The general variation of the Lagrangian follows from the usual chain rule: $$\delta L=L'\delta t+ \frac{\partial L}{\partial q}\delta q+ \frac{\partial L}{\partial q'}\delta q',\,f':=\frac{\partial L}{\partial t}.$$
Don't get tripped up! The dot on $q$ in the Lagrangian is a total time derivative, while our prime notation denotes a partial one. Using the Euler-Lagrange equations, we may write
\begin{align*}
\delta L &= \frac{\partial L}{\partial q}\delta q + \frac{\partial}{\partial t}\left(\frac{\partial L}{\partial q'}\delta q\right)-\frac{\partial}{\partial t}\left(\frac{\partial L}{\partial q'}\right)\delta q\\
&=_\text{on-shell}\underbrace{\left[\frac{\partial L}{\partial q}-\frac{\partial}{\partial t}\left(\frac{\partial L}{\partial q'}\right)\right]}_{=0}\delta q+ \frac{\partial}{\partial t}\left(\frac{\partial L}{\partial q'}\delta q\right)\\
&=\frac{\partial}{\partial t}\left(\frac{\partial{L}}{\partial \dot{q}}\delta q\right)
\end{align*}
Putting this into the action, we get $$\delta S=\int\text{d}t\frac{\partial}{\partial t}\left(L+\frac{\partial L}{\partial \dot{q}}\delta q\right).$$
Now, the total variation of the position is $$\delta q_T=\delta q+q'\delta t.$$ Under an infinitesimal, constant time translation, $\delta q_T=0$, so we have $\delta q=-\dot{q}\delta t.$ Plugging this in (and remembering that $\delta q$ is a constant, so we can pull it out of the derivative) we get $$0=\delta S=\int\text{d}t\frac{\partial}{\partial t}\left(L- \frac{\partial L}{\partial \dot{q}}\dot{q}\right)\delta t.$$
Since this must hold for arbitrary constant $\delta t$, we have $$\boxed{E=\frac{\partial L}{\partial \dot{q}}\dot{q}-L,}$$
where $E$ is some constant.
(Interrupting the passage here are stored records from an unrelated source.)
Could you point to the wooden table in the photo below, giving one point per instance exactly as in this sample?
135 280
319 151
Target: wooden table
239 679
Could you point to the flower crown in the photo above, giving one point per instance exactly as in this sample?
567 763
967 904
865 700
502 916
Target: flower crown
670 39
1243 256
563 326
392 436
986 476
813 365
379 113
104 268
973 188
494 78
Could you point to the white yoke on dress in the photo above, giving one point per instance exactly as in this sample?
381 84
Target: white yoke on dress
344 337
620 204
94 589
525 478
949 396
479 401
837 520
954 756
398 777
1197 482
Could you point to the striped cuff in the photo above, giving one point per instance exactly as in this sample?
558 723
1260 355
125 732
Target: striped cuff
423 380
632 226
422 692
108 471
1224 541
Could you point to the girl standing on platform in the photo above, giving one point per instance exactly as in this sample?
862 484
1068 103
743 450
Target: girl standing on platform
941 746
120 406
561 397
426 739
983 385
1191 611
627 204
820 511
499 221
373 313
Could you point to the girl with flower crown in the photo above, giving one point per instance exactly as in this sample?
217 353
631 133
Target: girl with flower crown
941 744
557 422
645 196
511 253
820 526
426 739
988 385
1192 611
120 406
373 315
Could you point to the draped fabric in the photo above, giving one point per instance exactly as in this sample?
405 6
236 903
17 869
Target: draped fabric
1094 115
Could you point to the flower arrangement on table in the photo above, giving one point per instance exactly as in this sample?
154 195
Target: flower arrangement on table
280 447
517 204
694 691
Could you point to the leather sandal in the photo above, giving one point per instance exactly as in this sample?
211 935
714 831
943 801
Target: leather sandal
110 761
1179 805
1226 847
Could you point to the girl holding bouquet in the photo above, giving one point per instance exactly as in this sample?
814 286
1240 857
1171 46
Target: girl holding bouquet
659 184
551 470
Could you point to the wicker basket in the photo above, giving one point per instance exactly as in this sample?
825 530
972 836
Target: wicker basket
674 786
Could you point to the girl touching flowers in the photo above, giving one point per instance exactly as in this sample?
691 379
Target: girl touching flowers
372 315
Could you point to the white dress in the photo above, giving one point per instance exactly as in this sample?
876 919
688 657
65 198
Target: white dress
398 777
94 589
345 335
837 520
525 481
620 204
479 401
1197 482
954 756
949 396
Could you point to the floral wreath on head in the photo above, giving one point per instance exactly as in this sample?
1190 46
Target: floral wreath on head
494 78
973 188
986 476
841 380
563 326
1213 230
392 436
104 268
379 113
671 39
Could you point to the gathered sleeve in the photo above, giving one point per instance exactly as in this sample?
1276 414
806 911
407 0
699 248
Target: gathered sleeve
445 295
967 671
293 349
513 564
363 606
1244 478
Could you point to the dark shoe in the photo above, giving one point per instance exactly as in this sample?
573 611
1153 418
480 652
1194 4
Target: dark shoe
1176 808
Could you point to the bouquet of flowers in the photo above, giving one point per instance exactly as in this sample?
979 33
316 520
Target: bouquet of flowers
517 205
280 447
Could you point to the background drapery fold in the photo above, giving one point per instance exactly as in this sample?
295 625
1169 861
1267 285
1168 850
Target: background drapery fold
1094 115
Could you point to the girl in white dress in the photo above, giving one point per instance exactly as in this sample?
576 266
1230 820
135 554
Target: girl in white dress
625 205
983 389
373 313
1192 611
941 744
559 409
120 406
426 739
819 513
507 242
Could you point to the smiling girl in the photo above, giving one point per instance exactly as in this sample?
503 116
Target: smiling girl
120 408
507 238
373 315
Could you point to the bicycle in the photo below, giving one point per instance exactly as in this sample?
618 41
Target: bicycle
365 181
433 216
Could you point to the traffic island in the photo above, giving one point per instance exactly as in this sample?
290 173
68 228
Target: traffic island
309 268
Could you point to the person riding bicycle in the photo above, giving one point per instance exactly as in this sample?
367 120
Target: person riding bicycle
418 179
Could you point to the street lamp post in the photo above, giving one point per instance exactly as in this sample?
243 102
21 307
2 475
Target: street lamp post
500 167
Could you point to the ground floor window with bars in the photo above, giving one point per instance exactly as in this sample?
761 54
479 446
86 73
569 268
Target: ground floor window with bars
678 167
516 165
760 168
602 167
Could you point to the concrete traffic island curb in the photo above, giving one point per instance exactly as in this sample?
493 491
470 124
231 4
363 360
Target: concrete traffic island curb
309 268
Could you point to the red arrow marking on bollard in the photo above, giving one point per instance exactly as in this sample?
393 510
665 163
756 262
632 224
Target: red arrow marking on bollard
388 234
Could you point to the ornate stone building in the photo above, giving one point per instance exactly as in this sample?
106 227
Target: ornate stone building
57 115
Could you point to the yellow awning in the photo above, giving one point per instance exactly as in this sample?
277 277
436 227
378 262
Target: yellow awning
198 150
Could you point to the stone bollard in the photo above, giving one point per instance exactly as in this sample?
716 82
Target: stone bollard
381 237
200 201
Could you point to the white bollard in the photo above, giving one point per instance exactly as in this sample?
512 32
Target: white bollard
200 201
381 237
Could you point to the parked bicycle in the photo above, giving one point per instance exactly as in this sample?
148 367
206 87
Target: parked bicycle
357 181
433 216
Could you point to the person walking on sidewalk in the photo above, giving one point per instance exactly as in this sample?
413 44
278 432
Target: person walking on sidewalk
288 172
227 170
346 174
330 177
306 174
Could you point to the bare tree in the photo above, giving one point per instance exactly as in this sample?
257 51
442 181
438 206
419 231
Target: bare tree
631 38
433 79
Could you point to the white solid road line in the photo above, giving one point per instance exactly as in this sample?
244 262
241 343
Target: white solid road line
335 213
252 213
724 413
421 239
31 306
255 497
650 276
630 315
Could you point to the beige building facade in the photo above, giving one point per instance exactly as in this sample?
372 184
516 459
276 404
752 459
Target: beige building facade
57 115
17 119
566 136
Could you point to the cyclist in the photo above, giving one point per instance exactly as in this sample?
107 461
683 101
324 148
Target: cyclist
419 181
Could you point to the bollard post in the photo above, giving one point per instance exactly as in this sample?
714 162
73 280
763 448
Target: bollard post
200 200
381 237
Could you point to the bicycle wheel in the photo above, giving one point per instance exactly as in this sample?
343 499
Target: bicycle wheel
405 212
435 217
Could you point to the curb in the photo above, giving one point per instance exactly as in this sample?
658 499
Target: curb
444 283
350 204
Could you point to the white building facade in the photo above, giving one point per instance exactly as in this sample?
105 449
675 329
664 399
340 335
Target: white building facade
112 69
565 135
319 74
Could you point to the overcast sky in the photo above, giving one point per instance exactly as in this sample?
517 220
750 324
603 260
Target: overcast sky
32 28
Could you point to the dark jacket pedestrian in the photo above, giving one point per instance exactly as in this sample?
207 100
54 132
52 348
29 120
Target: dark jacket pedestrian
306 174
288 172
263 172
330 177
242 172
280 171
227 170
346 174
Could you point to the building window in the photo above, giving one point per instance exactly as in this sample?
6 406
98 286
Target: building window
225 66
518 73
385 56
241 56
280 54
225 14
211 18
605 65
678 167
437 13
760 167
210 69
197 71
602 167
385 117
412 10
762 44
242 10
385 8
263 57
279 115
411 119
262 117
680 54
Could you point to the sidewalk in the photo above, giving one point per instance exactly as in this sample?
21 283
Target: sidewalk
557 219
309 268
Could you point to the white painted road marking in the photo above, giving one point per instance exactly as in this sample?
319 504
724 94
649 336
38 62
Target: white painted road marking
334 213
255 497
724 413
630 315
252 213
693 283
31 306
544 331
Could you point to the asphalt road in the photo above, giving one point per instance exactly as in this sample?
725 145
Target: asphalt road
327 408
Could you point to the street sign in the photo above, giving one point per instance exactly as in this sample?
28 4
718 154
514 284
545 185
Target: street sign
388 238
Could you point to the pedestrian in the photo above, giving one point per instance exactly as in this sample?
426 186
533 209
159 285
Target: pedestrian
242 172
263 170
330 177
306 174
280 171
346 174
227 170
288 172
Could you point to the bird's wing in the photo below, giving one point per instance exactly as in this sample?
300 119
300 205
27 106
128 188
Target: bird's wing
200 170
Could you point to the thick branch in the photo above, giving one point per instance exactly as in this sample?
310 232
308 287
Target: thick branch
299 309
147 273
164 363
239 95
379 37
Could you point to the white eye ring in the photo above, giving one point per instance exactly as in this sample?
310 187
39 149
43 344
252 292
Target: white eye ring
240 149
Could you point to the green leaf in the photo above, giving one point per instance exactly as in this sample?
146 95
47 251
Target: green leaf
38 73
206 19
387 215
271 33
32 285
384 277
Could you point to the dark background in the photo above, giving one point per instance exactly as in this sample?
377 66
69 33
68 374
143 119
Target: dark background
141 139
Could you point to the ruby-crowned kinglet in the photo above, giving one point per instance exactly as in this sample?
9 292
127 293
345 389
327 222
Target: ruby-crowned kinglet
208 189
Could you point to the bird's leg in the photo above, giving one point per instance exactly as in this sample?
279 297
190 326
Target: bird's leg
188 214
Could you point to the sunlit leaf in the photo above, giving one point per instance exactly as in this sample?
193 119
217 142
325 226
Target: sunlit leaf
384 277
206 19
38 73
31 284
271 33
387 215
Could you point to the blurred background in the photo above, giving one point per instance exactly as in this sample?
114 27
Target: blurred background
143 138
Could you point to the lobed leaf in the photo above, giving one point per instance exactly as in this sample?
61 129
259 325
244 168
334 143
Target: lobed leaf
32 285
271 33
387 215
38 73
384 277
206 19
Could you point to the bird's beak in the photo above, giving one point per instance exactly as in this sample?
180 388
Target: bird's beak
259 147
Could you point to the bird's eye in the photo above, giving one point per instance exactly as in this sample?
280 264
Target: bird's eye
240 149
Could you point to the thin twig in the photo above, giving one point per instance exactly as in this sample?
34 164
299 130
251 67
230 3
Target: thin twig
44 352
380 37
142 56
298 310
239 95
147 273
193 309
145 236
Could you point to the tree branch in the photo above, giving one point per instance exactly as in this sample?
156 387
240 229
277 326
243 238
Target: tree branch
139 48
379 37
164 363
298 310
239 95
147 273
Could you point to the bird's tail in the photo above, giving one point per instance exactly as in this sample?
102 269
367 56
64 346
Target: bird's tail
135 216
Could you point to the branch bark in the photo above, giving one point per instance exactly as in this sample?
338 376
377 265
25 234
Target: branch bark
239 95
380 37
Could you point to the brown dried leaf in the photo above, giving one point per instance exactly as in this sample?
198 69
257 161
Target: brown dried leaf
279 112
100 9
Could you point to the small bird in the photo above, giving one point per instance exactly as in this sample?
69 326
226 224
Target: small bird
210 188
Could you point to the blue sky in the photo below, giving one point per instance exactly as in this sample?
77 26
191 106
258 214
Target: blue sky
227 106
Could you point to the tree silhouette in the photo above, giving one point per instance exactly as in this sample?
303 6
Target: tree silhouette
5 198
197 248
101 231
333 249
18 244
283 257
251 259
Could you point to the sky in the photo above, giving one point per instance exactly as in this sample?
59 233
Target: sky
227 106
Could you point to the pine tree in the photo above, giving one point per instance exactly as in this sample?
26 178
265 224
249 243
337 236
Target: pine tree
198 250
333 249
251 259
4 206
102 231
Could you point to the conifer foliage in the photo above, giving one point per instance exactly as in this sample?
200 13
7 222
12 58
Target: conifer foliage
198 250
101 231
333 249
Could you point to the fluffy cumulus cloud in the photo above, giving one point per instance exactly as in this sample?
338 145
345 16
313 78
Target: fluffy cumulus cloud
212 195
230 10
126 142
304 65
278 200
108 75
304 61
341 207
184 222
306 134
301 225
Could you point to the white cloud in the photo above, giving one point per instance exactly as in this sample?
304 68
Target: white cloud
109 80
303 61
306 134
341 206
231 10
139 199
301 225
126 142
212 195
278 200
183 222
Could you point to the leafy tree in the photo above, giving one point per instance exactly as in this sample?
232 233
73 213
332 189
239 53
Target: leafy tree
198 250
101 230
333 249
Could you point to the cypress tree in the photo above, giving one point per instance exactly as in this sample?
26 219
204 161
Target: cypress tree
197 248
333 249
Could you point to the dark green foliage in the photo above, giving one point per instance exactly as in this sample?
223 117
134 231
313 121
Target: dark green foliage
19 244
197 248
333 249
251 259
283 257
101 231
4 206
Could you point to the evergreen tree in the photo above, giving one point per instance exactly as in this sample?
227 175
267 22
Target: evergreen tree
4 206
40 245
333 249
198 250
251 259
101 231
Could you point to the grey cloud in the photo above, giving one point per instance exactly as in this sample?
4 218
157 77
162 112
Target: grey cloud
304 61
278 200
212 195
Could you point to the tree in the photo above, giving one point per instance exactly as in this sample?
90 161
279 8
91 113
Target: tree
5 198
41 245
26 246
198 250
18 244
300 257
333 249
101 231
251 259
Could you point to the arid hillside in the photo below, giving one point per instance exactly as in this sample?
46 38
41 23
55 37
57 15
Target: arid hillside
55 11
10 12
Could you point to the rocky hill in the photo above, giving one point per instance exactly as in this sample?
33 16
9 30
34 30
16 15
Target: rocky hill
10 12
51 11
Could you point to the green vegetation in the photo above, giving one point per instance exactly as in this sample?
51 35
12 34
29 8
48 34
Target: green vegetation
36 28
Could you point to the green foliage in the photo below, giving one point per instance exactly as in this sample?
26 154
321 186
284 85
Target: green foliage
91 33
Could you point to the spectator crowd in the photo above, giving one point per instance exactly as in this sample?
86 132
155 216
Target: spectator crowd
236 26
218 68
For our Lagrangian, we have
\begin{align*}
E&=m\dot{q}^2-\frac{1}{2}m\dot{q}^2+V(q)\\
&=\frac{1}{2}m\dot{q}^2+V(q)
,\end{align*}
the total energy.
This is the substance of Noether's theorem: a symmetry of the action leads to a conserved quantity. The generalization to classical field theory is easy, because classical mechanics is just a one-dimensional classical field theory. Instead of $q(t)$, you have $\phi(t,\mathbf{x})$, and you follow a similar set of steps above to find that energy-momentum is conserved for spacetime translations. This can be carried over to quantum mechanics/field theory fairly easily; the technical details are beyond the scope of this answer.
Note: For internal symmetries of the fields, you can also derive conserved quantities. This is how, for example, electric charge is derived. In our example from classical mechanics, $q$ is the field, and if the system is translationally invariant, you get the momentum. This is peculiar to mechanics; in field theory, position is not a field, but a label on a field, like time for $q(t)$, and momentum conservation is derived in an analogous way as the above.